Raising your voice against authority is inviting the wrath of those in power. Once such outspoken critic of China is Lu Guang, an award-winning photojournalist. He has published pics depicting the suffering of the Chinese people due to drug addiction, HIV, unhygienic conditions and the like, as also the environmental rape at the hands of big industries.
This obviously didn’t go down well with those in power and one fine day this photographer was found missing. According to Guang’s wife, Xu Xiaoli, she hasn’t heard from her husband since November 3, 2018. As per his itinerary, Guang was to fly to Urumqi, Xinjiang’s capital, on October 23 for some photography events and further on to Sichuan to participate in a charity event as also to meet his friend Chen.
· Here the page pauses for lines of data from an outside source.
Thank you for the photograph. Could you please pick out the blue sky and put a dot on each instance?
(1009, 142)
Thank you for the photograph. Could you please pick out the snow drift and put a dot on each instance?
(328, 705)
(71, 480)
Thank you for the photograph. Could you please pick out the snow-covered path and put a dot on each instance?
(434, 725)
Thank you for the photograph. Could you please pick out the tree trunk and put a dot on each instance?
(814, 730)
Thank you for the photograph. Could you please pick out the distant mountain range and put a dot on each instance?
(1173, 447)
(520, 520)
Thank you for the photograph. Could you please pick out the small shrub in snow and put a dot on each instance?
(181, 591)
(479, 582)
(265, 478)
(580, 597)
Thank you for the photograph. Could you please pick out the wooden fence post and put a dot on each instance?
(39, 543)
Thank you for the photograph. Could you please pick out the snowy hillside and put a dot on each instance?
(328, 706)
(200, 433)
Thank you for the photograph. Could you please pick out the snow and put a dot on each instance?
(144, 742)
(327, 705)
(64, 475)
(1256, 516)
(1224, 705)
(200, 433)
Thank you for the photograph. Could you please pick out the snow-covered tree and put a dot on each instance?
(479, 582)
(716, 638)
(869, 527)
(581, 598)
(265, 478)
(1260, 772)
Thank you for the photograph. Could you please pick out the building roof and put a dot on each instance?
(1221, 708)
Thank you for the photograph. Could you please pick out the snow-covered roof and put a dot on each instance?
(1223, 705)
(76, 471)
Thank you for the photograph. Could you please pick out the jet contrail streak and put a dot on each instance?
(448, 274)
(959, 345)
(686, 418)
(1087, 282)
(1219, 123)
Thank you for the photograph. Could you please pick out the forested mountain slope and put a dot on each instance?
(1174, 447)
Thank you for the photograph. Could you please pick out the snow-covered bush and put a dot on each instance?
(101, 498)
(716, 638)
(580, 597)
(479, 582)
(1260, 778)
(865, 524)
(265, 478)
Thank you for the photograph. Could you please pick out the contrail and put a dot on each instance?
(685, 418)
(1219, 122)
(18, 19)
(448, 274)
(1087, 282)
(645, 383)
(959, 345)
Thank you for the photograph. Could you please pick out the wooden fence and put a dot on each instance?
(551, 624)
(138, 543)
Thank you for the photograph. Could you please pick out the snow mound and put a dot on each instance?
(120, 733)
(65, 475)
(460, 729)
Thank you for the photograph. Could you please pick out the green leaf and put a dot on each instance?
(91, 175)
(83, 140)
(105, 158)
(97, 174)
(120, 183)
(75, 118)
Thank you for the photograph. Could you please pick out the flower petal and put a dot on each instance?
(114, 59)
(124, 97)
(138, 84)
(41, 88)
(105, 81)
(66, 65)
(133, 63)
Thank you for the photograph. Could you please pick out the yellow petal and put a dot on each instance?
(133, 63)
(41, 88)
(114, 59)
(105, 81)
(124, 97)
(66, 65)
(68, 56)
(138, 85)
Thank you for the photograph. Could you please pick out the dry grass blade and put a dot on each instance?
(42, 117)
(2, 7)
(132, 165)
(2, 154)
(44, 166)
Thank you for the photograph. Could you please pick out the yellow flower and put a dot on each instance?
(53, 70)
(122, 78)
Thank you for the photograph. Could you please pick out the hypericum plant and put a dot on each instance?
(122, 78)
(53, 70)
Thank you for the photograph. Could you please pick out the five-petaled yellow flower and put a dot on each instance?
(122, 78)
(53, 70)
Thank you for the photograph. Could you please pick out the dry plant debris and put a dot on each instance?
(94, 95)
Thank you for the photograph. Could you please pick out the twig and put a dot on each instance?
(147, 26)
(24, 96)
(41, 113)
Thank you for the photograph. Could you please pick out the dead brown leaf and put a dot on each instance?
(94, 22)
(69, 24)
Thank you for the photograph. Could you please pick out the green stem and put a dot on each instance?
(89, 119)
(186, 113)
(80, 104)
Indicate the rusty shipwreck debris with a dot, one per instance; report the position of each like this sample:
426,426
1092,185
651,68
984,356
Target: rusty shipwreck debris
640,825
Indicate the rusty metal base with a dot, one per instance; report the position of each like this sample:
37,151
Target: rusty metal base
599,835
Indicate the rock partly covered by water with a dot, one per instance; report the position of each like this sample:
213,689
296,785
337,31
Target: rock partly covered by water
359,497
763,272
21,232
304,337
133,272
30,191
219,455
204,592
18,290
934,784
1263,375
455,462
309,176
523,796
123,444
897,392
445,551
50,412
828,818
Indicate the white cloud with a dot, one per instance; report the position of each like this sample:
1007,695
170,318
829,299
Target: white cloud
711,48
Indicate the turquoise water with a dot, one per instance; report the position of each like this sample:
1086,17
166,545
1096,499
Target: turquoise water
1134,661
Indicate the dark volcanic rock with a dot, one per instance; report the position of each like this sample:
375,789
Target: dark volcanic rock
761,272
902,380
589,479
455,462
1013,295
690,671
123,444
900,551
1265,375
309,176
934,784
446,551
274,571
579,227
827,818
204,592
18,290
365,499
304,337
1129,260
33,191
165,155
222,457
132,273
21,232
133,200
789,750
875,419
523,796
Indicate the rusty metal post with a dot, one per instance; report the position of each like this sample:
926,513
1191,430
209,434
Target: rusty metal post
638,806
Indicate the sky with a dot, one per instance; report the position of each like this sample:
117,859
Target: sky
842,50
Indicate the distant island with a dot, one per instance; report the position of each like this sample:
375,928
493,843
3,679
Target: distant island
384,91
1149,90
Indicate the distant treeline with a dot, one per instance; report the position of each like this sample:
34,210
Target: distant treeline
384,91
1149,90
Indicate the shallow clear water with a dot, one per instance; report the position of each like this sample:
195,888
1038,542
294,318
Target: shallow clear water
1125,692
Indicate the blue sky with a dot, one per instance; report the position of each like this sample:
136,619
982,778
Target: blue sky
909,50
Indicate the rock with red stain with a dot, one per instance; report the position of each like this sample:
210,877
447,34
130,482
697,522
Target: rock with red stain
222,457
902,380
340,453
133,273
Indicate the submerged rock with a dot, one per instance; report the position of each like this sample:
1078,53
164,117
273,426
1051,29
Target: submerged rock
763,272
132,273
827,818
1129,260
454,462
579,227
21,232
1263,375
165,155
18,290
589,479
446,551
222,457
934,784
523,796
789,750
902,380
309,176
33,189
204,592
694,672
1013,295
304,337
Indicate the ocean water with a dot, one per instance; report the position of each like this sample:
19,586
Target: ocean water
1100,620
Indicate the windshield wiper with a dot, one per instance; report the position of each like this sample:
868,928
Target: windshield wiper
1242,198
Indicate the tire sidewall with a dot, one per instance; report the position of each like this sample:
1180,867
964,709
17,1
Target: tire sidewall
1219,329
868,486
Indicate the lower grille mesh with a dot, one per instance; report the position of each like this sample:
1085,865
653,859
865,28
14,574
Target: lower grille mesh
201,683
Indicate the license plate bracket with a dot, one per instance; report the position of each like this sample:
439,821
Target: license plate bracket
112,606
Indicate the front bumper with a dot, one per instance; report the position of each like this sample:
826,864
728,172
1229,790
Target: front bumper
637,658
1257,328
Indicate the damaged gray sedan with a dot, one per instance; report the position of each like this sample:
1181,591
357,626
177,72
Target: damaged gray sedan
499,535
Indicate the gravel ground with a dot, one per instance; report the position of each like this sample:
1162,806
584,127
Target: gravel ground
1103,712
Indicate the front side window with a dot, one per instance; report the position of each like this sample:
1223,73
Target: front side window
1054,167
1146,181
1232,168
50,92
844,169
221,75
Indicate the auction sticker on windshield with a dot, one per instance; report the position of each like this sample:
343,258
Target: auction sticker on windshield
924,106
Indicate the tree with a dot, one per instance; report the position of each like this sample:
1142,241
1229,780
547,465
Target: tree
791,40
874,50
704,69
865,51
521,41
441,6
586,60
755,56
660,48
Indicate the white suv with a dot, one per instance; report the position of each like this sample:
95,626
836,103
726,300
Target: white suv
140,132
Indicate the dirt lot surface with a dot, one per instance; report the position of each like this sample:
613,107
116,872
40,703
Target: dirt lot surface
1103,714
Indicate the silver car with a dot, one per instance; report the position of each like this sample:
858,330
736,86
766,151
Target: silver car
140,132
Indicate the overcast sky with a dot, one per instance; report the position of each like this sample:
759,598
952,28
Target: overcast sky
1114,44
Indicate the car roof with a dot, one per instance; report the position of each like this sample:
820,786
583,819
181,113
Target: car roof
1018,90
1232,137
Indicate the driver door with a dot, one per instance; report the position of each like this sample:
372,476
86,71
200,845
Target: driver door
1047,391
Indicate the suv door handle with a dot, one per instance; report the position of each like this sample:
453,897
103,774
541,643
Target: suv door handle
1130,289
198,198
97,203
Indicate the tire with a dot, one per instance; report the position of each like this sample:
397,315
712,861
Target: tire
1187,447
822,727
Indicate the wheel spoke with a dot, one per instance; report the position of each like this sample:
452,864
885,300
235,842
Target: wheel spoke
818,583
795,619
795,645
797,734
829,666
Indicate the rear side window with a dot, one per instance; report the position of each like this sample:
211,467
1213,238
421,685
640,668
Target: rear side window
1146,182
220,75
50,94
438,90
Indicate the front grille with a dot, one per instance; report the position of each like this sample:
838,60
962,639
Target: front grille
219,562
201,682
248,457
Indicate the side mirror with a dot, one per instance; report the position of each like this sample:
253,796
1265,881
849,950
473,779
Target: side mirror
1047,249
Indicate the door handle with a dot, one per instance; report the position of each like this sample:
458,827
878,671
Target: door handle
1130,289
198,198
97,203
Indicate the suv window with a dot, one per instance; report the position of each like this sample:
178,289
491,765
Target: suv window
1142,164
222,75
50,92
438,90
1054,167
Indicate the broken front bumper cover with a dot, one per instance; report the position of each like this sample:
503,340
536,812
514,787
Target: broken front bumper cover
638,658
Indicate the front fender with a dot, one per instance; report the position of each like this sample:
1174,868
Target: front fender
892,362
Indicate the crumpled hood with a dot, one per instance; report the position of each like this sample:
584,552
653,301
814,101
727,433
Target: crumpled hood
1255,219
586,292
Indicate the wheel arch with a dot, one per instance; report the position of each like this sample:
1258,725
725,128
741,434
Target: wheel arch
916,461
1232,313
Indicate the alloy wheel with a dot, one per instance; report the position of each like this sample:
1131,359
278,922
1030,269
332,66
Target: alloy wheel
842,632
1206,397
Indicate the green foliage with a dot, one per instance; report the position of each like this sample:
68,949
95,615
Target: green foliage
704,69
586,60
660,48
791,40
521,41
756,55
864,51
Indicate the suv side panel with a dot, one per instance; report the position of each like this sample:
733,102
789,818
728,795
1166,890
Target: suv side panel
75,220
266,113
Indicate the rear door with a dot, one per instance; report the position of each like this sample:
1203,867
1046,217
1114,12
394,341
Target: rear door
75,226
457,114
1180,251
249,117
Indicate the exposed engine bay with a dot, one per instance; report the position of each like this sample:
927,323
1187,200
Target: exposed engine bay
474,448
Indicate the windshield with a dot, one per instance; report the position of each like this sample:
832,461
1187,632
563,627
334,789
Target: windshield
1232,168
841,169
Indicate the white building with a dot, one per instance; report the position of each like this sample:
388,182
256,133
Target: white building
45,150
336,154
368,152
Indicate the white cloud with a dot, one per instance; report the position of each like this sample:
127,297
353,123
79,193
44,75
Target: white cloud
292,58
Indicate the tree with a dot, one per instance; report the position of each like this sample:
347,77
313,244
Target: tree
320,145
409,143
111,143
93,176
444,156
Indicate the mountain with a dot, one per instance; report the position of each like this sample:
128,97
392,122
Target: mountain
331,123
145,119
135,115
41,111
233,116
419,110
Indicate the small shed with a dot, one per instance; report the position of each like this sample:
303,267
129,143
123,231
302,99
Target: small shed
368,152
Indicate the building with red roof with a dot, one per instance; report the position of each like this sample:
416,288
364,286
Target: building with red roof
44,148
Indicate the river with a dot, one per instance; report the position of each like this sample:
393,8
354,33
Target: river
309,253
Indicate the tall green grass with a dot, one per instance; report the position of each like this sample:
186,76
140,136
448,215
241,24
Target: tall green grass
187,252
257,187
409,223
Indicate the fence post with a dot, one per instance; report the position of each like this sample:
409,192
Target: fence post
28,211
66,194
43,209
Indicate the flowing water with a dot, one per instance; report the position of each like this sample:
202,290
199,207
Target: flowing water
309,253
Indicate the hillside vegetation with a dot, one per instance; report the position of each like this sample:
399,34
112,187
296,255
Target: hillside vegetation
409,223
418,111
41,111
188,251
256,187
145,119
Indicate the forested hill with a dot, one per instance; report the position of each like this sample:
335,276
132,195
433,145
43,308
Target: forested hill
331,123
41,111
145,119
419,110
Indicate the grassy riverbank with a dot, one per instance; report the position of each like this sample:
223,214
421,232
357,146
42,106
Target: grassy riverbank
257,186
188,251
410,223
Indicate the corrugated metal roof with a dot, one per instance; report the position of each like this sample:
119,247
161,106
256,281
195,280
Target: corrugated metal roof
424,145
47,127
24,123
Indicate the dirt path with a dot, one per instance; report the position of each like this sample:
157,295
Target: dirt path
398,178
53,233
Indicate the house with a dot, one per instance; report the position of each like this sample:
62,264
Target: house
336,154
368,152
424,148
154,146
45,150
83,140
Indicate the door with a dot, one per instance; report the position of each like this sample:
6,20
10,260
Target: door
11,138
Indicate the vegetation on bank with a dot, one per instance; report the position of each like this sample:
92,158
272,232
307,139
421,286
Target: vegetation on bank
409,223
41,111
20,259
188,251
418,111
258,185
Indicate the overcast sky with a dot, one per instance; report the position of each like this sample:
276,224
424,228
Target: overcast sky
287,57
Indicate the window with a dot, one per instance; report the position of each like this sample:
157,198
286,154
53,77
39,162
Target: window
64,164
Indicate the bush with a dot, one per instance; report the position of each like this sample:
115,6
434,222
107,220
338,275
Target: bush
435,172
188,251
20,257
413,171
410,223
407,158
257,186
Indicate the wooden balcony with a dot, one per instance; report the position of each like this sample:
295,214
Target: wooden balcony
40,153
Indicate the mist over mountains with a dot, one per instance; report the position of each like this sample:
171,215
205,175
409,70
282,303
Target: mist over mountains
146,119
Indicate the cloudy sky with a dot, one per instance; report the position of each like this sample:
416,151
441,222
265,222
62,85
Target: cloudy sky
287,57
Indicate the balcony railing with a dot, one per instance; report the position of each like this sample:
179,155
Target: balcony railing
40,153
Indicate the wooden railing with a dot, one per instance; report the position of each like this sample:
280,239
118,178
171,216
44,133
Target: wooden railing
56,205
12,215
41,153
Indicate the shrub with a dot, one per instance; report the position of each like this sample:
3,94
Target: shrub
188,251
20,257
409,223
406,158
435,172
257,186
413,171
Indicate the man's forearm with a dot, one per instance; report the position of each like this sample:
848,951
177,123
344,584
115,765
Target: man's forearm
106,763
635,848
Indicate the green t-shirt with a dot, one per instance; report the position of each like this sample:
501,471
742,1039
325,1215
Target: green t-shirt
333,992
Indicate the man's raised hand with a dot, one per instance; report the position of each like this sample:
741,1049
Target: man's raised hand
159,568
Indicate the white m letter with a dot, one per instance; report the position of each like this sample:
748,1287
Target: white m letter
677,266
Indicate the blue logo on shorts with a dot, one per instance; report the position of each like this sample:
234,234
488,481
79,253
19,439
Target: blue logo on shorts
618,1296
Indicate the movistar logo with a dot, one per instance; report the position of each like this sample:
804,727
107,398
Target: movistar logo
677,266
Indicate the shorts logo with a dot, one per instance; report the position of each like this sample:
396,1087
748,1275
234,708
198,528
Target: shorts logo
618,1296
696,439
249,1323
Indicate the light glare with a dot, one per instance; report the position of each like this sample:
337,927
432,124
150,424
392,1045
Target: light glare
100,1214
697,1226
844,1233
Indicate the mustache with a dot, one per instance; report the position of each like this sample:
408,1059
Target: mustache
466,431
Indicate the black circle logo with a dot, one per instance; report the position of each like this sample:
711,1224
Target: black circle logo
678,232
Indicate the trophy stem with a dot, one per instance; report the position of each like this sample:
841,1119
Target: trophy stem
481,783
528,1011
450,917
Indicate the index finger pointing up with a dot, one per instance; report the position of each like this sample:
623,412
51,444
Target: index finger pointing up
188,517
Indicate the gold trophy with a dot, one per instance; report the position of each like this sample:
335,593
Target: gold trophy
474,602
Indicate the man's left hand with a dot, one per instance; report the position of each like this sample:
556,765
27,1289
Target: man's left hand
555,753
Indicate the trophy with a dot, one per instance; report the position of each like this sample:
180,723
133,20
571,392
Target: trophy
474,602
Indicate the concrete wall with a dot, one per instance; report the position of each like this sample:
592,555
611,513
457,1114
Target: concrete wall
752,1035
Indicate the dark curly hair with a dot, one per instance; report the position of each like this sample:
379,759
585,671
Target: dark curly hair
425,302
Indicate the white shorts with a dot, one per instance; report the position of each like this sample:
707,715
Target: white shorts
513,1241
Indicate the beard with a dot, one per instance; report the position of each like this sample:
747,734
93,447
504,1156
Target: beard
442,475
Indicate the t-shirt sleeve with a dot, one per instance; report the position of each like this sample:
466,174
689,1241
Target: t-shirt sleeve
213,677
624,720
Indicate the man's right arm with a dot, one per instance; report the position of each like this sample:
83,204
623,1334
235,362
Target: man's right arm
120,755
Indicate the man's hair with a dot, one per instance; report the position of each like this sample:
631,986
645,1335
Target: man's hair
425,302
When Guang failed to contact Chen, he immediately contacted Xu about his whereabouts. Xu was clueless, but she immediately contacted the wife of whoever had invited Guang to Urumqi. It came as an utter shock to her, when she found that both Guang and his host have been taken away by the national security. This was later confirmed by local officers in Guang’s hometown, Zhejiang.
Till date, nothing is known about Guang’s fate. According to Xu, she has not received any notice of his arrest. In fact, she has even been unable to get through to Xinjiang police despite her repeated attempts. Xu wrote on Twitter, “…it’s our 20th wedding anniversary (falling next week). We should be celebrating it together. I can only hope for his safe return.”
It is speculated that this may be the result of Xinjiang’s dealing with an iron hand the growing radicalism among the ethnic Uighur Muslim community, what with its tight security controls and heavy surveillance. And anybody criticizing the government’s action or presenting negative stories about China is detained.
Guang came on the wrong side of the law for speaking out his mind in an interview last year, when he stated, “The reality in China is you never know if you’re going to get into trouble because there are no written rules.” He further incensed the authorities when his photographs exposed ‘AIDS villages’, where out of 3,000 people, 678 people got infected with HIV after selling their blood. Of these 200 have died. To top it all, these pics also won at the 2004 World Press Photo competition.
Efforts are on to force China to disclose Guang’s whereabouts. Taking the initiative is Cédric Alviani, Director, East Asia Bureau of Reporters Without Border, who has called on China to not only disclose Guang’s whereabouts, but also “guarantee journalists’ freedom of movement and security, including Xinjiang Province.”